Unless I asked a neighbor or one of the street punks who were hanging out at the end of the road, there was no one to help. I had the baby still cradled in my left hand and had to drive with one hand, trying to stroke the baby with the fingers of the hand holding her to keep her breathing. A gasp as I pulled out. A gasp on Forest. A gasp, maybe, as I turned onto Route 123.
I checked the car clock when I hadn't heard a breath in long enough to worry me, marking time for the vet still too fucking far away. 9:11. (Car clock: fuck you.)
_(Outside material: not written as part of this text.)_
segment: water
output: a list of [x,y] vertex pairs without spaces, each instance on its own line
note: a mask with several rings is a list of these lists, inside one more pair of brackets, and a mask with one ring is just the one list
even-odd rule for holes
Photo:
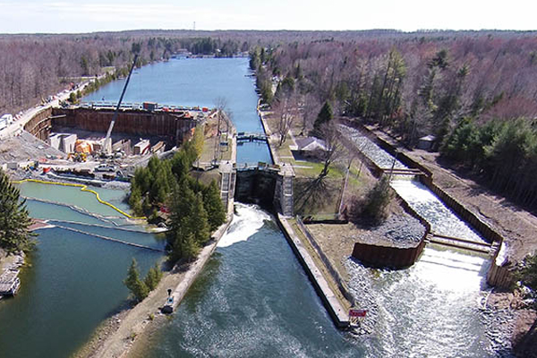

At about 9:15 my phone rang. I get cranky when the phone rings if I'm doing anything involving concentration, and I bitched at the phone as I steered along the dark rainy street with my knees and stroked the baby with my right hand, ready to grab the wheel if I had to. I don't remember if I had already started sobbing and begging the baby to be all right; I think maybe that was earlier. The call finally ended only to ring again a few seconds later; I fumbled the phone open, screamed into it, and hung up. I still hadn't noticed a breath and realized there was little good to driving both of us another 20 minutes to face a half hour return, all that in no fit state to drive, if the kitten was already dead, so I pulled off and turned on the light.
I called the vet and said I thought it was dead, but how do I know for sure -- I mean, I know breathing's a pretty big sign, but just because I couldn't see any, I didn't want to decide she was dead if there was still a chance .... They had me keep heading in.
I kept feeling little tickles on my palm. Probably just jostling from my stroking, or fluids leaking out, but I couldn't be sure. Maybe, I thought, maybe.
People sometimes discuss what they think would be the worst way to die. For me it's not any of the standards, fire or drowning or anything like that. For me, the worst way to die would be anything that was because I'd been stupid.

The only thing I can think of worse than dying of stupidity is my stupidity causing the death of another.
They were pretty sure when I walked in, and I had been since I pulled over, really. My first words were I think she's dead. They took it back to be sure. At my request they checked, and it's really hard to tell when they're that young but they guessed girl.
I'm sorry, baby. I am so sorry.
I signed the burial paperwork with bloody hands. Fitting.